Fig. 3.. Increased carbon flux elevates the levels of AAAs but not all AAA-derived compounds in the sota mutants.

(A) ¹³CO₂ labeling experiment of Col-0, sotaB4, and sotaA4 (tyra2 background), followed by quantification of ¹³C-labeled Tyr and Phe by GC-MS and ¹³C-labeled Trp and shikimate by liquid chromatography (LC)–MS. Data are means ± SEM (n = 3 independent biological samples except for 0-hour time point having two replicates). (B) Targeted metabolomics analysis of AAAs and AAA-derived metabolites in 4-week-old Col-0, sotaB4, and sotaA4 (Col-0 background) grown on soil (also see fig. S17 for data of the sota mutants in the tyra2 background). Actual values are shown in table S3. Different letters indicate statistically significant differences among genotypes (one-way ANOVA with Tukey-Kramer test, P < 0.05). Data are means ± SEM (n = 5 to 6 independent plant samples). K3GR7R, kaempferol-3-O-(2″-O-rhamnosyl)glucoside-7-O-rhamnoside; PAL, Phe ammonia lyase. (C) The correlations between the levels of AAAs and their representative derivates shown in (B). The correlations of Phe versus phenyllactate or phenylacetate are shown in fig. S21.

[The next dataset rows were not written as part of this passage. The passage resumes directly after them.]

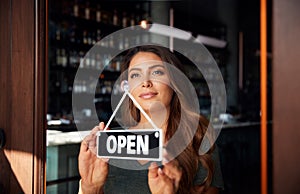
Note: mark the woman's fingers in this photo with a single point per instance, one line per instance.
(173, 170)
(153, 171)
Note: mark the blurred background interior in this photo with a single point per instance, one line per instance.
(44, 43)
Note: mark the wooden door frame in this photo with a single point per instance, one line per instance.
(23, 79)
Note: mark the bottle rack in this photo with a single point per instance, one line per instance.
(75, 26)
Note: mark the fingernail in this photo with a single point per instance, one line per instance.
(105, 159)
(160, 171)
(153, 165)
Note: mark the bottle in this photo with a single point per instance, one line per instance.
(84, 37)
(76, 9)
(98, 13)
(87, 11)
(132, 22)
(124, 20)
(63, 58)
(58, 57)
(115, 18)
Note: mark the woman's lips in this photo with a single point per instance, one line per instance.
(147, 95)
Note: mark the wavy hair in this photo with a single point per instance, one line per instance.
(189, 158)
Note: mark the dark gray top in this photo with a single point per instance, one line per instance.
(125, 181)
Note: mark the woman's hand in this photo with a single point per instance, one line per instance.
(93, 170)
(164, 180)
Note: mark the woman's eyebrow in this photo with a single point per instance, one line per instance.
(135, 69)
(151, 67)
(158, 65)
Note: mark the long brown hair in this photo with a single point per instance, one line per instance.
(188, 159)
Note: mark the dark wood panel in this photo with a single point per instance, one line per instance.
(286, 93)
(22, 99)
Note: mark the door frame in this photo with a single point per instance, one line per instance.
(23, 81)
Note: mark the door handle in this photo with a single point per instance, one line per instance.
(2, 138)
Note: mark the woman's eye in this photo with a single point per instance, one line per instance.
(134, 75)
(158, 72)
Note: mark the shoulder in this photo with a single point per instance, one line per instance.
(217, 178)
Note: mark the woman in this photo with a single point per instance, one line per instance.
(151, 79)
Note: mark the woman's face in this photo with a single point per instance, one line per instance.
(149, 81)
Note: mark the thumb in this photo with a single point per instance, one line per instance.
(153, 170)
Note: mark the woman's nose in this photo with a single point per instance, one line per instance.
(147, 84)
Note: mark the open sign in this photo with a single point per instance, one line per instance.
(130, 144)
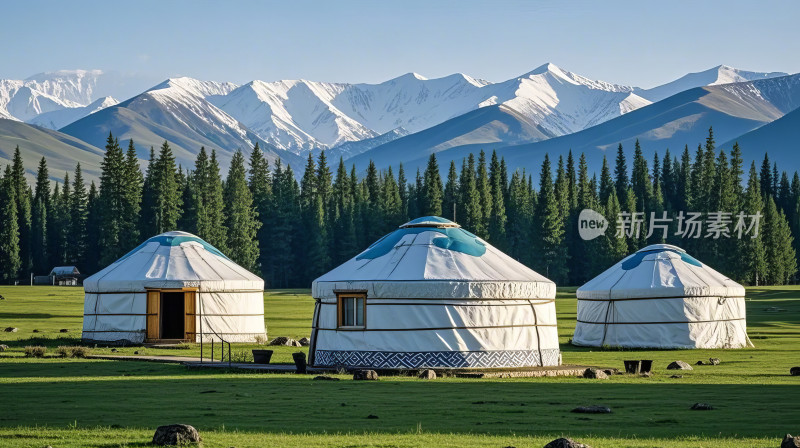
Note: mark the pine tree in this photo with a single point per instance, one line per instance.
(260, 184)
(607, 186)
(131, 199)
(10, 261)
(641, 184)
(621, 181)
(402, 184)
(41, 204)
(285, 213)
(451, 198)
(780, 255)
(211, 226)
(390, 202)
(520, 215)
(750, 247)
(344, 233)
(485, 193)
(549, 231)
(471, 212)
(78, 215)
(22, 195)
(61, 221)
(92, 228)
(432, 198)
(766, 177)
(54, 214)
(162, 214)
(241, 217)
(111, 201)
(498, 219)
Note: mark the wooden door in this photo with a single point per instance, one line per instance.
(153, 311)
(190, 333)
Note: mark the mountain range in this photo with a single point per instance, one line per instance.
(547, 110)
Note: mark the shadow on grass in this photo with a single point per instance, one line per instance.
(297, 404)
(45, 342)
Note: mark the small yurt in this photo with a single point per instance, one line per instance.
(430, 294)
(661, 297)
(174, 286)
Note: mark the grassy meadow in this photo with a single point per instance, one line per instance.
(96, 403)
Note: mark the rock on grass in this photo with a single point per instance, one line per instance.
(679, 365)
(702, 407)
(593, 409)
(591, 372)
(178, 434)
(566, 442)
(790, 442)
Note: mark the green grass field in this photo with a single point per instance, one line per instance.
(78, 402)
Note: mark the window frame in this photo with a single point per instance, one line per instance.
(340, 296)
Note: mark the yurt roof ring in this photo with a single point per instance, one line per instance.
(430, 221)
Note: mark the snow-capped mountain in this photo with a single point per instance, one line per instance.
(50, 92)
(22, 102)
(721, 74)
(177, 111)
(303, 115)
(59, 118)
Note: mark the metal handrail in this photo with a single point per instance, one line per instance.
(221, 339)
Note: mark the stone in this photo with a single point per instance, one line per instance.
(283, 340)
(591, 372)
(593, 409)
(176, 435)
(565, 442)
(790, 442)
(427, 374)
(368, 375)
(701, 407)
(326, 378)
(679, 365)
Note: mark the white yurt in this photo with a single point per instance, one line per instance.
(174, 286)
(433, 295)
(661, 297)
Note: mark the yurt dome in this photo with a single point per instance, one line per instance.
(430, 294)
(661, 297)
(174, 286)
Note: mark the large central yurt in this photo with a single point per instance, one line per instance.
(661, 297)
(174, 286)
(430, 294)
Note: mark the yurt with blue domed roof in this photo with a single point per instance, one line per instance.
(173, 287)
(432, 295)
(661, 297)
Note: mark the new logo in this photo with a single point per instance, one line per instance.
(591, 224)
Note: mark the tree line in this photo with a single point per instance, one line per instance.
(290, 232)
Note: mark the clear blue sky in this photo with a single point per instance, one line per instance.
(642, 43)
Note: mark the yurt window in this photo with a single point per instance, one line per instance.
(352, 309)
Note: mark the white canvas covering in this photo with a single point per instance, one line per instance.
(660, 297)
(436, 296)
(229, 298)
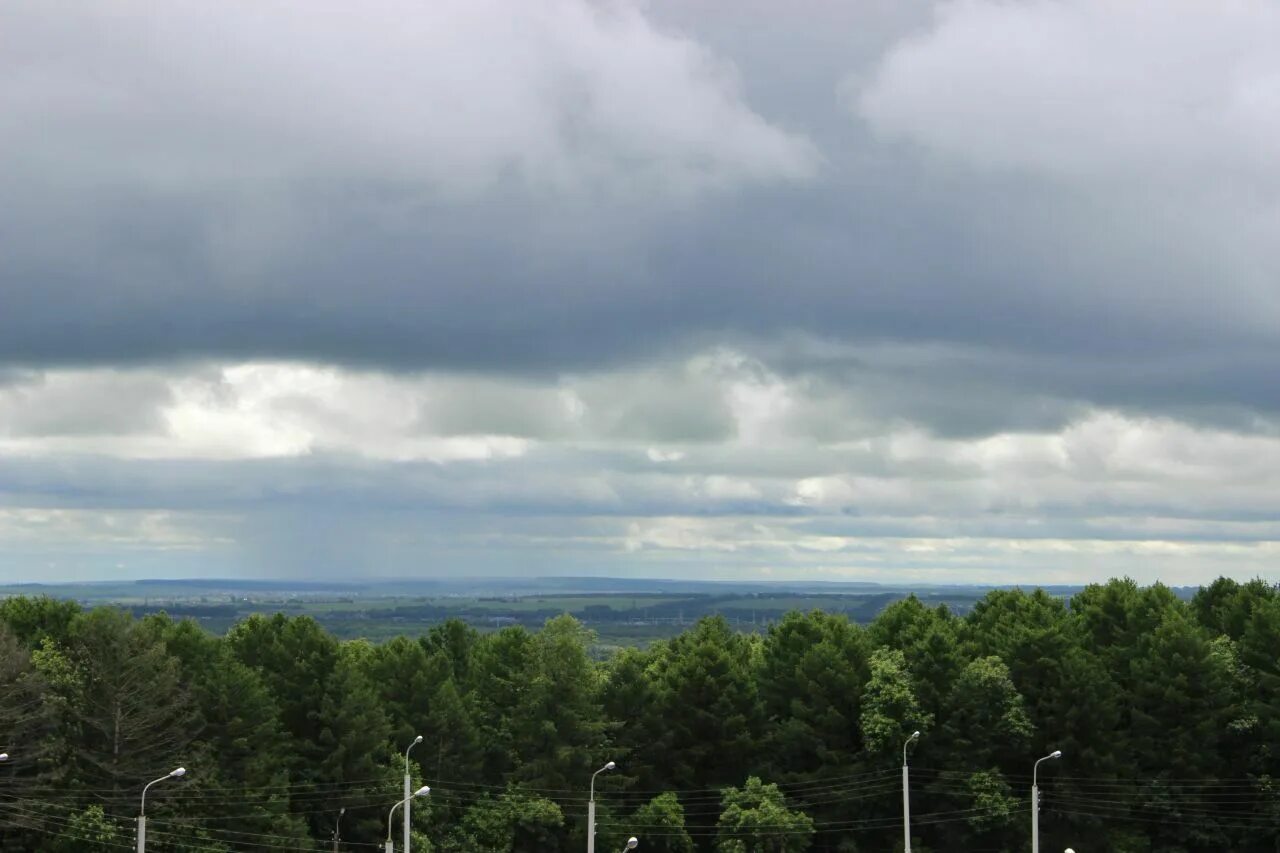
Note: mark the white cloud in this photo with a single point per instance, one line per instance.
(1170, 90)
(451, 95)
(371, 452)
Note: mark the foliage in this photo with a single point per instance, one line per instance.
(757, 820)
(1168, 714)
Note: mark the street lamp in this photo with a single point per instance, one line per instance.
(142, 811)
(421, 792)
(906, 796)
(590, 810)
(1056, 753)
(337, 829)
(407, 798)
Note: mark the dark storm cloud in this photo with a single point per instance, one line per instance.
(176, 218)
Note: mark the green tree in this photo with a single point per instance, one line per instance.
(755, 819)
(512, 822)
(558, 724)
(708, 706)
(88, 831)
(662, 824)
(810, 680)
(890, 708)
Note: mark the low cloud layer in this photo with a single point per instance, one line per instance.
(965, 290)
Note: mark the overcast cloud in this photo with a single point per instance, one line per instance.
(949, 291)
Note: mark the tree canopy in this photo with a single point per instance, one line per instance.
(1168, 714)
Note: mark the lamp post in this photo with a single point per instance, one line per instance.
(421, 792)
(590, 810)
(142, 811)
(407, 798)
(906, 796)
(337, 829)
(1056, 753)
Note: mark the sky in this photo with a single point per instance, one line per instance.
(968, 291)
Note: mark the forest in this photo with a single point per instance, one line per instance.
(792, 739)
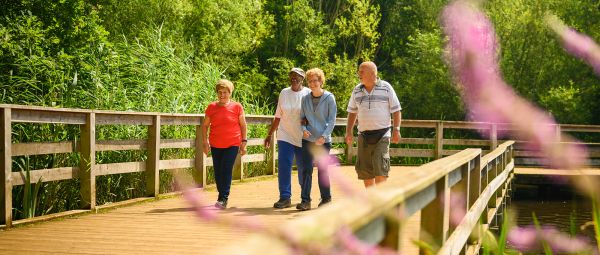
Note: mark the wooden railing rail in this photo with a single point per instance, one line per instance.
(87, 146)
(376, 215)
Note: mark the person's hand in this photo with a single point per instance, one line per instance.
(396, 136)
(349, 139)
(306, 134)
(206, 148)
(320, 141)
(267, 142)
(243, 149)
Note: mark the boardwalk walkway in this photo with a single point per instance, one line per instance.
(166, 226)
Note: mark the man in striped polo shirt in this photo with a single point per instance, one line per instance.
(372, 102)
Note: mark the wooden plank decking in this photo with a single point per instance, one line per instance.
(168, 226)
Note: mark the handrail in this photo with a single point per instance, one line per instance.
(426, 189)
(87, 146)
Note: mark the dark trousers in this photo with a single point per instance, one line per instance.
(305, 174)
(223, 160)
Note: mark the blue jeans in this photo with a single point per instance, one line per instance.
(223, 160)
(305, 174)
(285, 156)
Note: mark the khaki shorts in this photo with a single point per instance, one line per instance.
(373, 159)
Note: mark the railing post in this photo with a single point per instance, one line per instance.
(392, 237)
(434, 229)
(439, 140)
(238, 168)
(493, 136)
(271, 155)
(87, 163)
(153, 162)
(200, 157)
(6, 162)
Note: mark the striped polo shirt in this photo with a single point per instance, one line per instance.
(374, 109)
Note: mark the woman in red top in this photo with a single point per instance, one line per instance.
(227, 137)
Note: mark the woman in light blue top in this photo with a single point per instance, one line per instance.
(319, 110)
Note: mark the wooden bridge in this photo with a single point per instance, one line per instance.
(477, 172)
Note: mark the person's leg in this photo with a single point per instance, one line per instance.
(323, 168)
(380, 179)
(229, 156)
(307, 169)
(217, 157)
(285, 157)
(363, 164)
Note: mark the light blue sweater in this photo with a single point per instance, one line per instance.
(320, 120)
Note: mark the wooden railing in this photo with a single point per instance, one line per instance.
(376, 216)
(87, 146)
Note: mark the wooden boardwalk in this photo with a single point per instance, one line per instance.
(168, 226)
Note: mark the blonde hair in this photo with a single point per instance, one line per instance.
(223, 83)
(316, 72)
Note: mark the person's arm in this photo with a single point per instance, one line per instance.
(244, 130)
(205, 126)
(395, 109)
(397, 118)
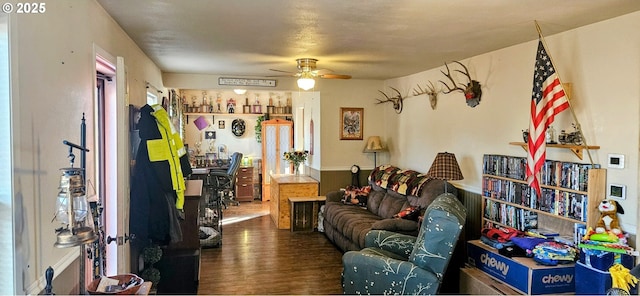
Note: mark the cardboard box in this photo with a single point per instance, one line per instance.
(475, 282)
(521, 273)
(603, 260)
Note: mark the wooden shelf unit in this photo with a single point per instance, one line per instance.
(596, 190)
(270, 115)
(576, 149)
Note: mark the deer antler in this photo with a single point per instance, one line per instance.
(448, 75)
(466, 71)
(429, 90)
(396, 100)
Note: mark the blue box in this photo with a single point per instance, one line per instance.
(603, 260)
(521, 273)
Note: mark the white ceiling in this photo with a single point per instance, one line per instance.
(373, 39)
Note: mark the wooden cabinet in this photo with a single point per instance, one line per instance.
(244, 184)
(570, 193)
(304, 212)
(277, 138)
(282, 188)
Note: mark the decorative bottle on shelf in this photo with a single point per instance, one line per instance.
(246, 108)
(551, 135)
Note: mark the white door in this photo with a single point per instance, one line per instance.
(123, 161)
(113, 162)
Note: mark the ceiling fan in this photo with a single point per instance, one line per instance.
(307, 71)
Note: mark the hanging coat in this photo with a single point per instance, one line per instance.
(157, 186)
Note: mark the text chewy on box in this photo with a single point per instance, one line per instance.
(521, 273)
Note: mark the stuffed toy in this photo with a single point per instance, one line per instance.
(608, 221)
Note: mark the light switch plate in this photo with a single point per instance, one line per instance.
(616, 161)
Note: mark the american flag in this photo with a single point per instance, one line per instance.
(548, 99)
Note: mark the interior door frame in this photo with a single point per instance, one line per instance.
(115, 198)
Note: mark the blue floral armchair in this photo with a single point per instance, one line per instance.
(394, 263)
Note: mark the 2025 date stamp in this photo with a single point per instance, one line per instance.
(24, 7)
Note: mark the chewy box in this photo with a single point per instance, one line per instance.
(522, 273)
(602, 260)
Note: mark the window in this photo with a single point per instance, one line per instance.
(6, 181)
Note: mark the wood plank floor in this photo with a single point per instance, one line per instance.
(258, 258)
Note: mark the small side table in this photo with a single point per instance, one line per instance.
(304, 212)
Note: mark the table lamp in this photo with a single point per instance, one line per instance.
(374, 145)
(445, 167)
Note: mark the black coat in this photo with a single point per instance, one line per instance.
(154, 218)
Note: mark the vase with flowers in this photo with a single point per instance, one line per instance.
(296, 158)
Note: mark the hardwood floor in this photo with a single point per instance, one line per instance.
(258, 258)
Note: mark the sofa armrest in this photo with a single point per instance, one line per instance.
(335, 196)
(397, 243)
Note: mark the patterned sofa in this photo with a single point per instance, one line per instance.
(396, 264)
(392, 190)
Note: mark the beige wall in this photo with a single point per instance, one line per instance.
(53, 84)
(600, 60)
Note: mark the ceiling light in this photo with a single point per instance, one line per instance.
(306, 81)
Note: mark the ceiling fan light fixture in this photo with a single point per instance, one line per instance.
(306, 81)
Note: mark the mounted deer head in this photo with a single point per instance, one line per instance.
(431, 91)
(396, 100)
(472, 91)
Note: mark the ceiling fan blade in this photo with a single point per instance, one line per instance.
(335, 76)
(288, 72)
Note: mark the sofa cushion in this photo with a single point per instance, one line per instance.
(352, 222)
(395, 225)
(391, 205)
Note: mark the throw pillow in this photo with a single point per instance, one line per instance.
(356, 196)
(410, 213)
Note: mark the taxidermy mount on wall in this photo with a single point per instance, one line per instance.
(395, 100)
(472, 90)
(431, 91)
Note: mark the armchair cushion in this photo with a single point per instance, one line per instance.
(443, 222)
(386, 269)
(373, 272)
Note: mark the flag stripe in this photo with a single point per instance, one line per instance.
(548, 99)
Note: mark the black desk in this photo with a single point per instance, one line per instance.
(180, 263)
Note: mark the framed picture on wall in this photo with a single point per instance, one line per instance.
(351, 123)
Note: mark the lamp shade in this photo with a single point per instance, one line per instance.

Fig. 4.. Carbon fixation is accelerated to support high AAA production in the sota mutants.

(A to C) The levels of AAA and shikimate (A), starch (B), and glucose and sucrose (C) of Col-0, sotaB4, and sotaA4 (Col-0 background) harvested at the indicated time points under the 12-hour light /12-hour dark cycle (white/black bars above each graph). Starch is expressed as micromoles of glucose (Glc) equivalents per gram FW. *P ≤ 0.05 and ****P ≤ 0.0001; significant differences by one-way ANOVA with Dunnett’s multiple comparisons test against the corresponding Col-0 samples. Data are means ± SEM (n = 4 to 6 independent plant samples). (D and E) The response curves of CO₂ assimilation rate (A) to light intensity and CO₂ concentration in intercellular air spaces (C_i) of Arabidopsis Col-0 and the sota mutants (Col-0 background). Data are means ± SEM (n = 5 to 6 independent plant samples). (F) The sota mutations eliminate or attenuate feedback regulation by certain effector molecules (open diamonds) of AtDHS1/3 and AtDHS2 (blue and red lines, respectively).